TJMS libera “pílula do câncer” para paciente que busca “última esperança”
Decisão é comemorada pelo esposo, com quem divide a vida há 62 anos: “Ver se salva a minha velha”

O TJ/MS (Tribunal de Justiça de Mato Grosso do Sul) autorizou que uma paciente de 90 anos, em estágio terminal, adquira a “pílula do câncer”, nome fantasia da substância fosfoetanolamina sintética.
O debate sobre o uso da substância no tratamento de câncer ganhou as ruas, tribunais e Poder Legislativo em 2016. Mas naquele mesmo ano, o STF (Supremo Tribunal Federal) suspendeu a Lei 13.269/2016, sobre produção e uso da pílula do câncer.
No entanto, no último dia 27 de fevereiro, a 3ª Câmara Cível do Tribunal de Justiça derrubou decisão da 12ª Vara Cível de Campo Grande e permitiu que paciente compre a substância experimental.
“Observa-se declaração médica no sentido de que os tratamentos convencionais não são mais capazes de surtir efeito que não seja meramente paliativo, encontrando-se em perspectiva de morte em um curto espaço de tempo. Recorrer à fosfoetanolamina é, aqui, a última tentativa de salvar a sua vida”, afirmou o desembargador Dorival Renato Pavan, relator do processo.
A tese de que a substância é a última esperança da paciente foi acolhida pelos desembargadores Amaury da Silva Kuklinski e Odemilson Roberto Castro Fassa, resultando em decisão unânime.
Na apelação, o advogado Carlos Alexandre da Silva Rodrigues destacou que a decisão do Supremo proibiu a comercialização, mas não a aquisição no caso específico da paciente. A compra será de laboratório e não repasse pela USP (Universidade de São Paulo), prática que se tornou comum em 2016.
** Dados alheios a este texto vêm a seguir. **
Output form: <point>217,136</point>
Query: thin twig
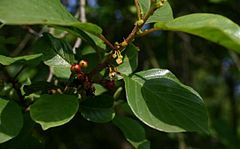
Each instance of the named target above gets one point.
<point>106,41</point>
<point>139,12</point>
<point>148,31</point>
<point>50,75</point>
<point>22,44</point>
<point>15,86</point>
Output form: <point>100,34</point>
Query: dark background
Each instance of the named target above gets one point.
<point>210,69</point>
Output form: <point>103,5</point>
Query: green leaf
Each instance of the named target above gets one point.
<point>144,5</point>
<point>130,60</point>
<point>98,109</point>
<point>163,14</point>
<point>58,55</point>
<point>11,120</point>
<point>159,100</point>
<point>133,132</point>
<point>54,110</point>
<point>212,27</point>
<point>4,60</point>
<point>49,12</point>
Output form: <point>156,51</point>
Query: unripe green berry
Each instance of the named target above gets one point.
<point>75,68</point>
<point>83,63</point>
<point>124,43</point>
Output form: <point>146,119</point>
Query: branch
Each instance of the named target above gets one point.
<point>139,12</point>
<point>14,83</point>
<point>106,41</point>
<point>148,31</point>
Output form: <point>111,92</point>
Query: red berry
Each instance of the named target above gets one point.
<point>110,84</point>
<point>76,68</point>
<point>83,63</point>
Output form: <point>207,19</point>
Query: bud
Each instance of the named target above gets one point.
<point>124,43</point>
<point>75,68</point>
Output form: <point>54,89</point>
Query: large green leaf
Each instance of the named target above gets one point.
<point>163,14</point>
<point>58,55</point>
<point>50,12</point>
<point>11,120</point>
<point>25,139</point>
<point>42,86</point>
<point>54,110</point>
<point>158,99</point>
<point>133,132</point>
<point>4,60</point>
<point>98,109</point>
<point>130,60</point>
<point>212,27</point>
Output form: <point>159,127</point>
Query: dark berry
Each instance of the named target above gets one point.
<point>76,68</point>
<point>110,84</point>
<point>81,76</point>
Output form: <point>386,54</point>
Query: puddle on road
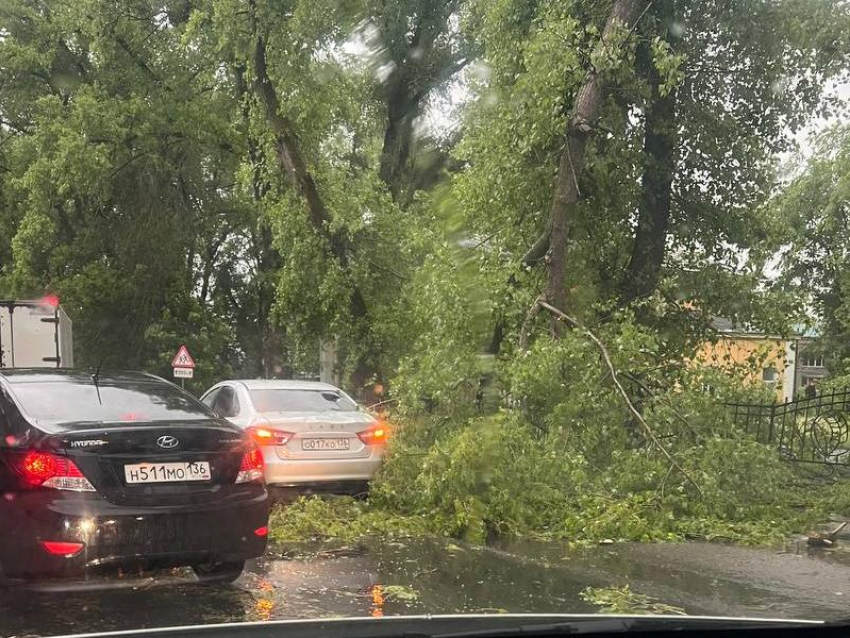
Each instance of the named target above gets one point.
<point>380,578</point>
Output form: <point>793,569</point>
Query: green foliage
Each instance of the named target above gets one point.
<point>622,600</point>
<point>811,220</point>
<point>341,518</point>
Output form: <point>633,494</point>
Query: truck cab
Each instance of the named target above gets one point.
<point>35,334</point>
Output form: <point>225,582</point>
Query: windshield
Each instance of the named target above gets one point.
<point>301,401</point>
<point>514,306</point>
<point>69,402</point>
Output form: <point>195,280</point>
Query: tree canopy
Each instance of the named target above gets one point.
<point>257,178</point>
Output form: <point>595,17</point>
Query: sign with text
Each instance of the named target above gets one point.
<point>182,359</point>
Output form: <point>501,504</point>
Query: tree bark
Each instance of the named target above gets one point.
<point>580,128</point>
<point>294,164</point>
<point>414,76</point>
<point>659,151</point>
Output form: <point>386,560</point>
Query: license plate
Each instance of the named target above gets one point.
<point>167,472</point>
<point>330,445</point>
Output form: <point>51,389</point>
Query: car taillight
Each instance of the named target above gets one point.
<point>62,548</point>
<point>269,436</point>
<point>43,469</point>
<point>251,468</point>
<point>375,435</point>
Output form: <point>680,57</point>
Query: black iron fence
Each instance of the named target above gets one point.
<point>809,430</point>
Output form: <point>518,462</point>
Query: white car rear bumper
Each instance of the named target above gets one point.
<point>295,472</point>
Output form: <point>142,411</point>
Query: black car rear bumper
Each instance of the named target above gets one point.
<point>122,536</point>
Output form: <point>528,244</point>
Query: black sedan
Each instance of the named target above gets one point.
<point>122,470</point>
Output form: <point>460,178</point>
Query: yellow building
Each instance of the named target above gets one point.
<point>777,362</point>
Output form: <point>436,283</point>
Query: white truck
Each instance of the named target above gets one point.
<point>35,334</point>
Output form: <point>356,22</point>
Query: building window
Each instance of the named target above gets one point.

“Quando se está condenado à morte, qualquer eventual efeito colateral por maior que seja, se torna um bônus, pois qualquer justificativa para deixar de fornecer o medicamento, se traveste em uma sentença de morte!!!”, afirmou o advogado no pedido ao Tribunal de Justiça.
A defesa destacou que houve decisões favoráveis em São Paulo, Santa Catarina, Rondônia e Paraíba. Em Mato Grosso do Sul, a compra também foi autorizada em ações nas cidades de Maracaju e Dourados.
A paciente de 90 anos foi diagnosticada com câncer no esôfago, com metástase pulmonares e de pâncreas. Conforme laudo médico, a mulher é considerada paciente terminal. No processo, devido às condições de saúde, ela é representada pelo esposo.
Conforme a decisão, a fosfoetanolamina sintética deve ser fornecida por laboratório. O pedido é de 1080 cápsulas ou doses. A cápsula tem custo unitário de R$ 3,50, enquanto a dose em pó tem valor de R$ 3.
O MP/MS (Ministério Público de Mato Grosso do Sul) foi contra a expedição de alvará judicial para a compra. A promotoria apontou que o pedido foi negado em primeira instância porque a substância está em fase de testes, sem comercialização permitida pela Anvisa (Agência Nacional de Vigilância Sanitária).
História de amor – Longe de leis, Osório Xavier, 90 anos, aposentado da Marinha do Brasil, comemora a possibilidade de novo tratamento para a esposa Gonçalina Alves Xavier.
“Tivemos uma grande notícia. Agora, estamos aguardando a o alvará e a orientação de como comprar. Ver se salva a minha velha”, diz.
Ele conta que a esposa está em casa, onde recebe atendimento médico. “São 62 anos de casados graça a Deus, um casamento bem-vivido”, diz. A idade avançada não limita a memória e ele viaja no tempo para lembrar a história do casal, que começou em Corumbá, durante a festa de Santa Cecília, padroeira dos músicos. “A sobrinha dela era a rainha da música. Veio namoro, casamento, sete filhos e sete netos", diz Osório.
Pílula - A fosfoetanolamina foi sintetizada pela equipe de pesquisadores chefiada por Gilberto Chierice, do Instituto de Química da Universidade de São Paulo, em São Carlos, há mais de 20 anos, e ficou conhecida nas redes sociais como “pílula do câncer”, pela suposta capacidade de destruir tumores malignos.
No dia 15 de janeiro, o presidente Jair Bolsonaro (sem partido) criticou a suspensão da Lei da Pílula do Câncer pelo STF. “A Anvisa, por exemplo, não pode protelar por muito tempo a liberação das pautas que interessam à sociedade", afirmou, conforme divulgado pelo UOL.